The quilt patch titled
Subject: maple_tree: fix mas_skip_node() end slot detection
has been removed from the -mm tree. Its filename was
maple_tree-fix-mas_skip_node-end-slot-detection.patch
This patch was dropped because it was merged into the mm-hotfixes-stable branch
of git://git.kernel.org/pub/scm/linux/kernel/git/akpm/mm
------------------------------------------------------
From: "Liam R. Howlett" <Liam.Howlett(a)oracle.com>
Subject: maple_tree: fix mas_skip_node() end slot detection
Date: Tue, 7 Mar 2023 13:02:46 -0500
Patch series "Fix mas_skip_node() for mas_empty_area()", v2.
mas_empty_area() was incorrectly returning an error when there was room.

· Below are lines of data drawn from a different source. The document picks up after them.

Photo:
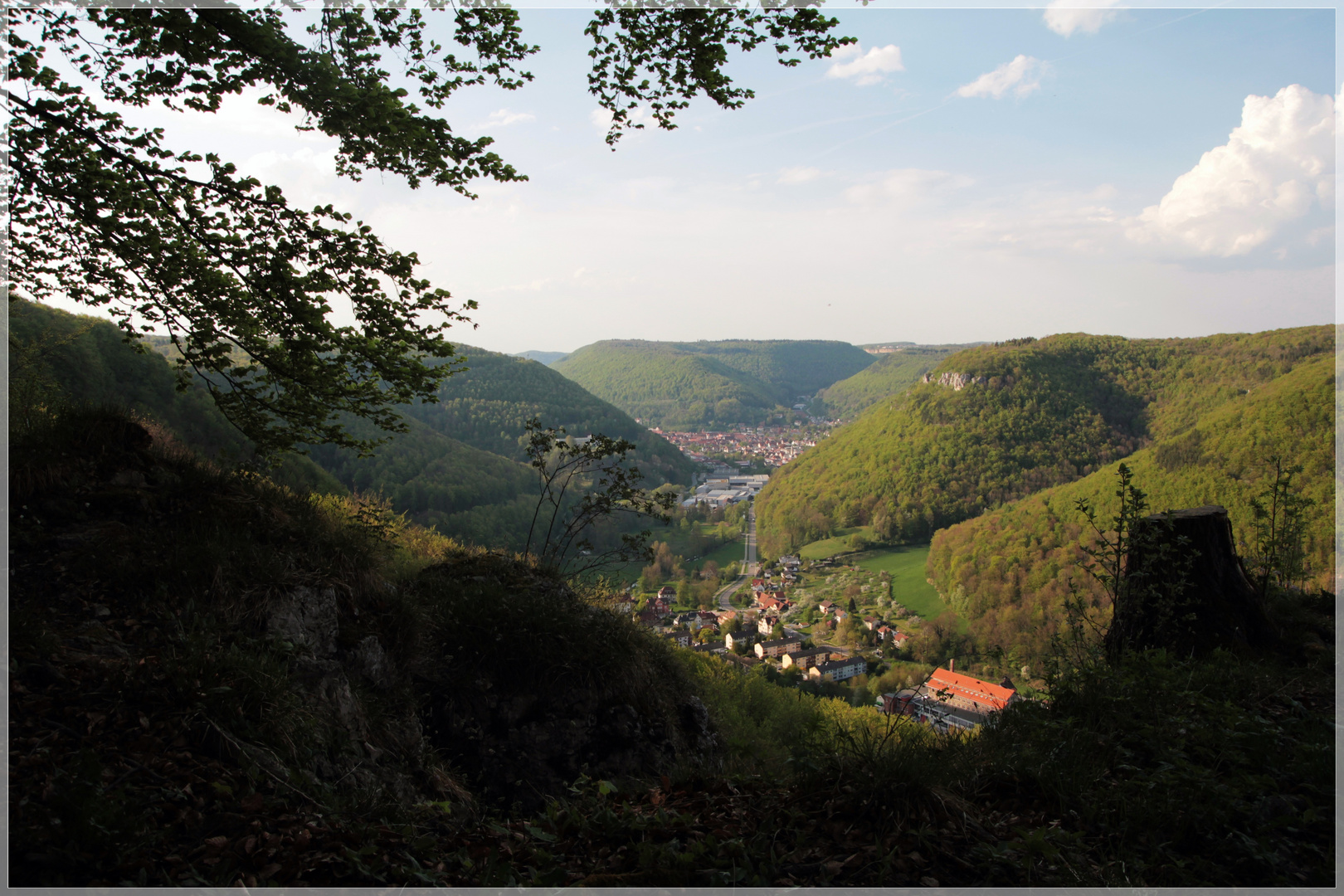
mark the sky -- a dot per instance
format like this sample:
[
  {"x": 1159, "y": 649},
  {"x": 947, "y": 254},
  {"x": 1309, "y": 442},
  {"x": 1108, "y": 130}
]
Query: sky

The issue was tracked down to mas_skip_node() using the incorrect
end-of-slot count. Instead of using the nodes hard limit, the limit of
data should be used.
mas_skip_node() was also setting the min and max to that of the child
node, which was unnecessary. Within these limits being set, there was
also a bug that corrupted the maple state's max if the offset was set to
the maximum node pivot. The bug was without consequence unless there was
a sufficient gap in the next child node which would cause an error to be
returned.
This patch set fixes these errors by removing the limit setting from
mas_skip_node() and uses the mas_data_end() for slot limits, and adds
tests for all failures discovered.
This patch (of 2):
mas_skip_node() is used to move the maple state to the node with a higher
limit. It does this by walking up the tree and increasing the slot count.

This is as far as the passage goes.